In 2007 he parted ways with Graham and shortly thereafter decided to research his own quantitative strategies. "I always interacted with traders that had a technical bent. I always would have an [interest in] anyone who did technical trading or if they were technically part of the quantitative research," Rulle says.
So when he set off on his own he took a scientific approach. "I am a quantitative guy by birth," Rulle joked.
Rulle says he always has had an internal argument over building trading systems. "One [side of me] says it is impossible to make models that work consistently. That is the tough guy side and that guy is right 98% of the time. Then there is the optimistic guy who says there are anomalies that can be found if one uses the right disciplined methods to do so."
He began by studying one market, the S&P 500, and concentrating on the distribution of returns. "We study the distribution of returns in markets and we look at how those distributions differ from each other over different time frames," Rulle says. "If those return distributions — which overlap each other because they can be daily, hourly [or] monthly — differ from each other in a repeatable predictable way, you should be able to make money trading the difference between [them]."
Sounds simple, but it is not, as the risk of curve-fitting, somewhat of an obsession for Rulle, always must be considered. "The question is: Are they really different or are they randomly different? We believe that they really are different and our method of analyzing it persuades us that they are."
And so far it has paid off as MSR has produced a 13.28% annualized return since launching proprietary trading in September 2009 while risking only 2% of the portfolio at any one time. That number improves to more than 25% after initiating risk management improvements after January 2010. But Rulle understands that his track record is very short.
The program Rulle came up with split trades into two camps — reversal and momentum trades. Actually, he has more than 500 models he trades, 75% of which fall on the reversal side.
His quantitative approach first determines if any of the 10 liquid financial and energy markets he covers is in reversal or momentum mode. He refers to this as the "model models." It then would apply one of the 360 reversal or 140 momentum models. Trades last between one and four days.
He doesn’t use stops per se, but rather has an intraday model that can offset any position or add to it for the remainder of that day.
This came in handy when we spoke to Rulle on March 9, as the intraday model flattened MSR’s long position in crude oil on a day the spiking market corrected $1.87. "When the market opens tonight, we will reestablish the underlying model," he says.
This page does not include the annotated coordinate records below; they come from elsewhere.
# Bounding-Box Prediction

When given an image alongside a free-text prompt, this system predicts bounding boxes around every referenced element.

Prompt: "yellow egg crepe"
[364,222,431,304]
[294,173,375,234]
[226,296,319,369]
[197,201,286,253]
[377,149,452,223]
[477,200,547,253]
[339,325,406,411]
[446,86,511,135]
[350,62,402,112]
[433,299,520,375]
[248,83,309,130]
The intraday model works as a risk management tool but also has been profitable on its own. "On a stand-alone basis, it is profitable. [Even] if it wasn’t, we would like it because of its correlation benefits and its risk management benefits. I feel much more comfortable when I know that I am going to get out of a position if a market is going to [become extremely volatile]," he says. "I want to catch the big move when it is in our favor and get out of the way when it is not."
Rulle was in charge of hiring traders for Graham and was always weary of those with short track records, but believes he is onto something.
"The nature of the relationship between the multiple sets of distributions mathematically determines whether a market — at least after the fact — was in momentum mode or was in reversal mode," he says. "The trick is: How do you do that before the fact? We believe that we have found certain trigger events that can do that on a probabilistic basis."
He adds, "After the fact, we all can do it. The hard part is if you can do it before the fact, and we believe that we have found a way."
If he hasn’t yet, chances are he will. One thing is for sure, after three decades of working on the business and management side of markets, Rulle is enjoying being a trader.
"We are having fun; we will have more fun when we persuade people that what we are doing is reasonable and makes sense," he adds.